American double bass player

Edwin Barker is an American double bass player who graduated from the New England Conservatory. He is Principal Double Bass with the Boston Symphony Orchestra and Associate Professor of Music at Boston University College of Fine Arts.

== Career ==

Barker graduated with honors from the New England Conservatory in 1976, where he studied double bass with Henry Portnoi. That same year, while a member of the Chicago Symphony, he was appointed at age twenty-two to the position of principal bassist of the Boston Symphony Orchestra. Barker is a sought-after solo/ensemble performer and musician, having performed all around in the world in North America, Europe and, Asia.

He is a frequent guest performer with the Boston Chamber Music Society in Boston's Jordan Hall. Barker continues to tour and perform internationally with the Boston Symphony Orchestra and the Boston Symphony Chamber Players and has recorded with both groups and Collage, a Boston-based contemporary music ensemble. He is also an accomplished editor, having done his own edition of the bass parts for Joseph Haydn's Symphony No. 31 and Gustav Mahler's Symphonies No. 1 and No. 2 at the online publisher Ovation Press.

In July 1995, he was chosen by Maestro Sir Georg Solti to lead the bass section of the United Nations' orchestra "Musicians of the World." Barker performed the world premiere of James Yannatos' Bass Concerto (which was written especially for him) with Alea III and subsequently with Collage. He was the featured soloist at the New England premiere of Gunther Schuller's Bass Concerto, conducted by the composer, with the Boston Pro Arte Chamber Orchestra. Mr. Barker's major teaching affiliations include the Tanglewood Music Center, Boston University and the New England Conservatory of Music.

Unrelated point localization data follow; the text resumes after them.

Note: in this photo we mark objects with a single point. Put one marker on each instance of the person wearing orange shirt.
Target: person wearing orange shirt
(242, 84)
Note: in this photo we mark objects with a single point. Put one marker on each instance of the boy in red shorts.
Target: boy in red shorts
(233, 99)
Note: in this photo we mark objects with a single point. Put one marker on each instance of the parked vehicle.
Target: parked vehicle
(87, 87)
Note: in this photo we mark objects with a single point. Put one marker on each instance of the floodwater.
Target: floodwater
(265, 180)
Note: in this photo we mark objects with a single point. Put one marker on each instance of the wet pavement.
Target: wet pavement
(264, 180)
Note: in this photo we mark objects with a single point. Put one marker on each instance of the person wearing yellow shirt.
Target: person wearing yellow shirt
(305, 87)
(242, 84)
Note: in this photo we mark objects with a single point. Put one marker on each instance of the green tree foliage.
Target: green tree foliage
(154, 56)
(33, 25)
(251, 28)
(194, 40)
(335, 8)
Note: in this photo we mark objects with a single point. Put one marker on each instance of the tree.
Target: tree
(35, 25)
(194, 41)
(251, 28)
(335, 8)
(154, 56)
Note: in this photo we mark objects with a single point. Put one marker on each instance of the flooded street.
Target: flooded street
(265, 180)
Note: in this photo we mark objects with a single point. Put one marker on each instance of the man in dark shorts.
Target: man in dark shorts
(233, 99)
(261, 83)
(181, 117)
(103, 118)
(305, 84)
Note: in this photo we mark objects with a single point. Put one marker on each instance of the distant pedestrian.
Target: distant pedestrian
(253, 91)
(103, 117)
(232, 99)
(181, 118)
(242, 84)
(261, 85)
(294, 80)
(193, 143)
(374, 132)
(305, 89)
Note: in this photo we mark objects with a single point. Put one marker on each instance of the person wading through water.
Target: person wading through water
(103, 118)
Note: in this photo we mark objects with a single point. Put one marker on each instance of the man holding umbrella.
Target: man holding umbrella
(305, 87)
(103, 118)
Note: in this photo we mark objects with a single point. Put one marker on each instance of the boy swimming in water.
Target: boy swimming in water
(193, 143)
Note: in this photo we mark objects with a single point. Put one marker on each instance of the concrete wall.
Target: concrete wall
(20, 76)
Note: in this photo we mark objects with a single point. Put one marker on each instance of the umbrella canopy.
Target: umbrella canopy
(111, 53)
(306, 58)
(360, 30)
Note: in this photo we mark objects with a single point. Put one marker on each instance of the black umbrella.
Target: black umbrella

Barker inaugurated the 100th Anniversary Season of the Boston Symphony Orchestra with a solo performance of the Koussevitsky bass concerto, a performance the Boston Globe praised as having possessed "everything that makes great artistry - tone, technical equipment, temperament, repose, a keen sense of rhythm, and fine conception." Other solo engagements include appearances at Ozawa Hall at Tanglewood, the Festival of Contemporary Music at Tanglewood, Carnegie Recital Hall's "Sweet and Low" series, and recitals at major universities and conferences throughout the world. His other engagements have included solo appearances with the Boston Classical Orchestra as well as with the Boston Symphony Orchestra in Boston and in Europe.